Rao has introduced a third pill into the blue pill/red pill dichotomy called the “grey pill”, which dilutes the apparent certainties of the red pill and puts one in a state of nuanced uncertainty. To take the grey pill is to relearn the value of questioning and doubt once we’ve been seduced by supposed answers and certainties, leaving comforting secret societies for continued growth.

A note of caution: the grey pill might free us to become more creative thinkers, but it can also disrupt our regular functioning operating system. In short, being grey-pilled can provoke a full-blown existential crisis. If we question everything, we question the fundamentals of why we do anything.

However, a pay-off awaits those who manage to survive their existential crisis. Because, as Rao puts it, those who do survive, “regain an appetite for life, and experience an almost imperceptibly slow, but steadily compounding, takeoff into an intellectually alive life” as it “gets recentered around generative curiosity and openness to experience, as you resist the temptation of limiting patterns of affiliation.”

Getting grey-pilled can be summarised as a three-step process:

  1. We begin with our unquestioned certainty about an aspect of life;
  2. Then we are introduced to a new way of thinking, which questions those certainties, and we begin to see the world and ourselves in a new light;
  3. The last step is if we, for any reason, start to question this new way of thinking, we begin to realise the situation is much more nuanced than we initially thought.

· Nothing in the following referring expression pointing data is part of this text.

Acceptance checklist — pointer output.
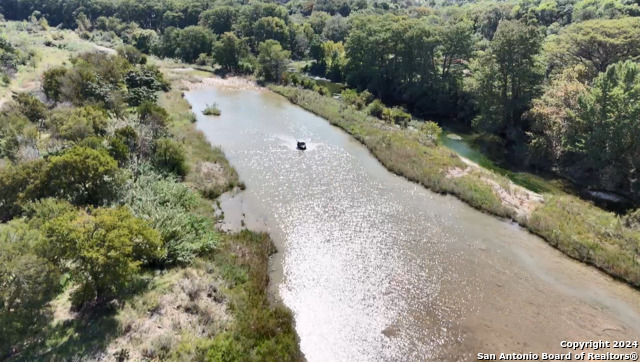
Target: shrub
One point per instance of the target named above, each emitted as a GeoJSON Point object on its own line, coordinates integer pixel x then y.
{"type": "Point", "coordinates": [167, 205]}
{"type": "Point", "coordinates": [78, 123]}
{"type": "Point", "coordinates": [376, 108]}
{"type": "Point", "coordinates": [27, 283]}
{"type": "Point", "coordinates": [350, 96]}
{"type": "Point", "coordinates": [130, 53]}
{"type": "Point", "coordinates": [103, 251]}
{"type": "Point", "coordinates": [30, 106]}
{"type": "Point", "coordinates": [52, 83]}
{"type": "Point", "coordinates": [432, 131]}
{"type": "Point", "coordinates": [212, 110]}
{"type": "Point", "coordinates": [19, 184]}
{"type": "Point", "coordinates": [169, 156]}
{"type": "Point", "coordinates": [400, 117]}
{"type": "Point", "coordinates": [323, 91]}
{"type": "Point", "coordinates": [154, 117]}
{"type": "Point", "coordinates": [84, 176]}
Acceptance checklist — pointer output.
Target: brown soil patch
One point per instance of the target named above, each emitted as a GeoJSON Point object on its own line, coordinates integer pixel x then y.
{"type": "Point", "coordinates": [513, 196]}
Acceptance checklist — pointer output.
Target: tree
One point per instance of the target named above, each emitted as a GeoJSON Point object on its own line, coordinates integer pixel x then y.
{"type": "Point", "coordinates": [270, 28]}
{"type": "Point", "coordinates": [103, 251]}
{"type": "Point", "coordinates": [506, 78]}
{"type": "Point", "coordinates": [607, 131]}
{"type": "Point", "coordinates": [52, 81]}
{"type": "Point", "coordinates": [552, 116]}
{"type": "Point", "coordinates": [596, 44]}
{"type": "Point", "coordinates": [84, 176]}
{"type": "Point", "coordinates": [19, 184]}
{"type": "Point", "coordinates": [193, 41]}
{"type": "Point", "coordinates": [169, 156]}
{"type": "Point", "coordinates": [336, 29]}
{"type": "Point", "coordinates": [272, 60]}
{"type": "Point", "coordinates": [143, 39]}
{"type": "Point", "coordinates": [229, 52]}
{"type": "Point", "coordinates": [28, 281]}
{"type": "Point", "coordinates": [76, 124]}
{"type": "Point", "coordinates": [30, 106]}
{"type": "Point", "coordinates": [219, 19]}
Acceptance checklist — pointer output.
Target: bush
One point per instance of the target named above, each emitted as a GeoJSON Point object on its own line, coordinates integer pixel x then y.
{"type": "Point", "coordinates": [323, 91]}
{"type": "Point", "coordinates": [350, 96]}
{"type": "Point", "coordinates": [167, 205]}
{"type": "Point", "coordinates": [84, 176]}
{"type": "Point", "coordinates": [85, 240]}
{"type": "Point", "coordinates": [27, 283]}
{"type": "Point", "coordinates": [19, 184]}
{"type": "Point", "coordinates": [400, 117]}
{"type": "Point", "coordinates": [212, 110]}
{"type": "Point", "coordinates": [131, 53]}
{"type": "Point", "coordinates": [169, 156]}
{"type": "Point", "coordinates": [78, 123]}
{"type": "Point", "coordinates": [432, 131]}
{"type": "Point", "coordinates": [376, 108]}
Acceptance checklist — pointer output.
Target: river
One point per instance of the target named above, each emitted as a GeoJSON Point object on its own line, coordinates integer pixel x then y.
{"type": "Point", "coordinates": [376, 268]}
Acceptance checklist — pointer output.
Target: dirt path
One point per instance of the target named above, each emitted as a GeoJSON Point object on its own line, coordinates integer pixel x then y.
{"type": "Point", "coordinates": [515, 197]}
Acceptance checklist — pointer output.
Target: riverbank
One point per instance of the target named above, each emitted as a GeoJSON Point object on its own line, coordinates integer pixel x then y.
{"type": "Point", "coordinates": [575, 227]}
{"type": "Point", "coordinates": [217, 305]}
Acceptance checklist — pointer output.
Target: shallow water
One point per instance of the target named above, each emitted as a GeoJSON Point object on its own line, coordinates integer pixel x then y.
{"type": "Point", "coordinates": [376, 268]}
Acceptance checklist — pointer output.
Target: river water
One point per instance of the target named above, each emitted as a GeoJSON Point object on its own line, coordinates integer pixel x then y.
{"type": "Point", "coordinates": [376, 268]}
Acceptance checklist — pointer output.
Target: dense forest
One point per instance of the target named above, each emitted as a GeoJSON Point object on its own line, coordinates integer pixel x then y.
{"type": "Point", "coordinates": [92, 168]}
{"type": "Point", "coordinates": [550, 84]}
{"type": "Point", "coordinates": [101, 199]}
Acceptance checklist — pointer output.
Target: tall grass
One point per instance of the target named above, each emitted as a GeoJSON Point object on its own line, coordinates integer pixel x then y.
{"type": "Point", "coordinates": [212, 110]}
{"type": "Point", "coordinates": [575, 227]}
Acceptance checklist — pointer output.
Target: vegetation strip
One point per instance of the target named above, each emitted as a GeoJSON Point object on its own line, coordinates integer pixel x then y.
{"type": "Point", "coordinates": [108, 246]}
{"type": "Point", "coordinates": [575, 227]}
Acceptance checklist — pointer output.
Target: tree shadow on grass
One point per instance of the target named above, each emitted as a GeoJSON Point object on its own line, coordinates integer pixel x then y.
{"type": "Point", "coordinates": [87, 334]}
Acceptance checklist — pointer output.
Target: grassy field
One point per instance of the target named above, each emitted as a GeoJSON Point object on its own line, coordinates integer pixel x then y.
{"type": "Point", "coordinates": [49, 47]}
{"type": "Point", "coordinates": [575, 227]}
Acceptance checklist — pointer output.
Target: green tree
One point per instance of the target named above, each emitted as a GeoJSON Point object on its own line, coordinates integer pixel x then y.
{"type": "Point", "coordinates": [169, 156]}
{"type": "Point", "coordinates": [52, 81]}
{"type": "Point", "coordinates": [143, 39]}
{"type": "Point", "coordinates": [272, 60]}
{"type": "Point", "coordinates": [596, 44]}
{"type": "Point", "coordinates": [219, 19]}
{"type": "Point", "coordinates": [103, 251]}
{"type": "Point", "coordinates": [229, 51]}
{"type": "Point", "coordinates": [193, 41]}
{"type": "Point", "coordinates": [30, 106]}
{"type": "Point", "coordinates": [507, 77]}
{"type": "Point", "coordinates": [76, 124]}
{"type": "Point", "coordinates": [19, 184]}
{"type": "Point", "coordinates": [607, 131]}
{"type": "Point", "coordinates": [552, 116]}
{"type": "Point", "coordinates": [84, 176]}
{"type": "Point", "coordinates": [270, 28]}
{"type": "Point", "coordinates": [27, 283]}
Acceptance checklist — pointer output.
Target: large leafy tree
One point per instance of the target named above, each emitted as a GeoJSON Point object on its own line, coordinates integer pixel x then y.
{"type": "Point", "coordinates": [552, 116]}
{"type": "Point", "coordinates": [219, 19]}
{"type": "Point", "coordinates": [84, 176]}
{"type": "Point", "coordinates": [507, 77]}
{"type": "Point", "coordinates": [272, 60]}
{"type": "Point", "coordinates": [103, 250]}
{"type": "Point", "coordinates": [596, 44]}
{"type": "Point", "coordinates": [607, 131]}
{"type": "Point", "coordinates": [230, 51]}
{"type": "Point", "coordinates": [28, 281]}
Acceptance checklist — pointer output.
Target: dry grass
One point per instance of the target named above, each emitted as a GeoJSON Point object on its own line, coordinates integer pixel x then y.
{"type": "Point", "coordinates": [576, 227]}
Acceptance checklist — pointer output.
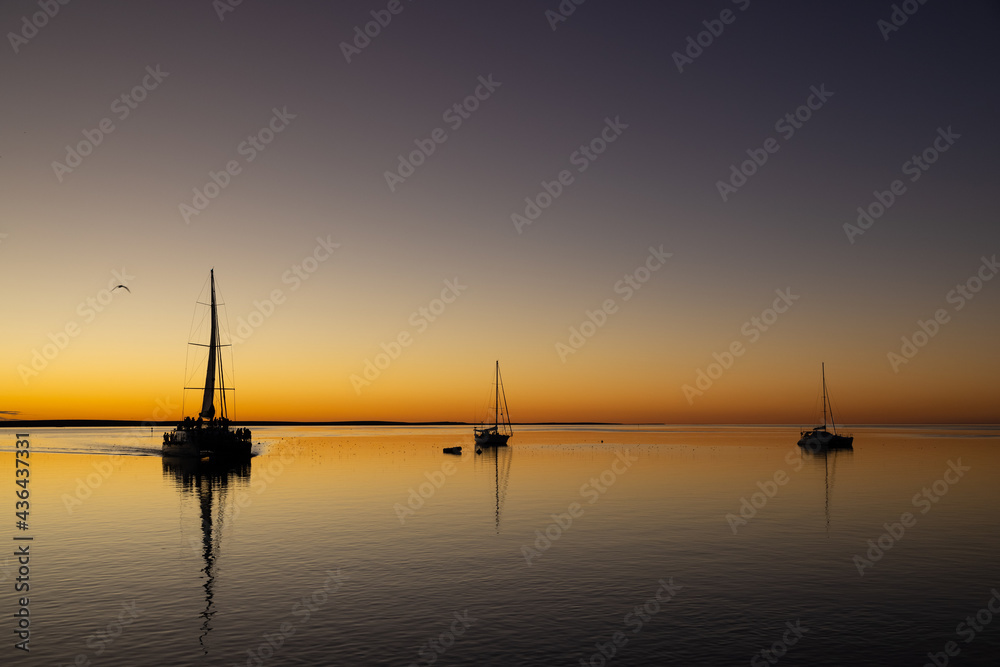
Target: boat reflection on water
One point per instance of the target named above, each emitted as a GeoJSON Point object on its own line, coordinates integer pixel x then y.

There is no pre-judgment of information as trivial or profound, true or false in such a state. Instead, we learn and grow from every encounter with novelty. Rather than looking for one big life-changing dose of knowledge we hope will be the last, we learn to craft our own path out of changes big and small. We stop doubling down on the biases of our red pill “insights” and embrace the persistent unknowing of the grey pill.

The key to successful grey-pilling is to consume a balanced diet of perspectives, from the political left, right, middle, the mainstream media, alternative media or anything else, treating every perspective with scepticism and to an ongoing process of appraisal. That is not to say one who has opted to swallow the grey pill never takes a position, but the position we do take is one whereby we consciously aim to separate signal from noise, find partial truths and synthesise what we learn as we go.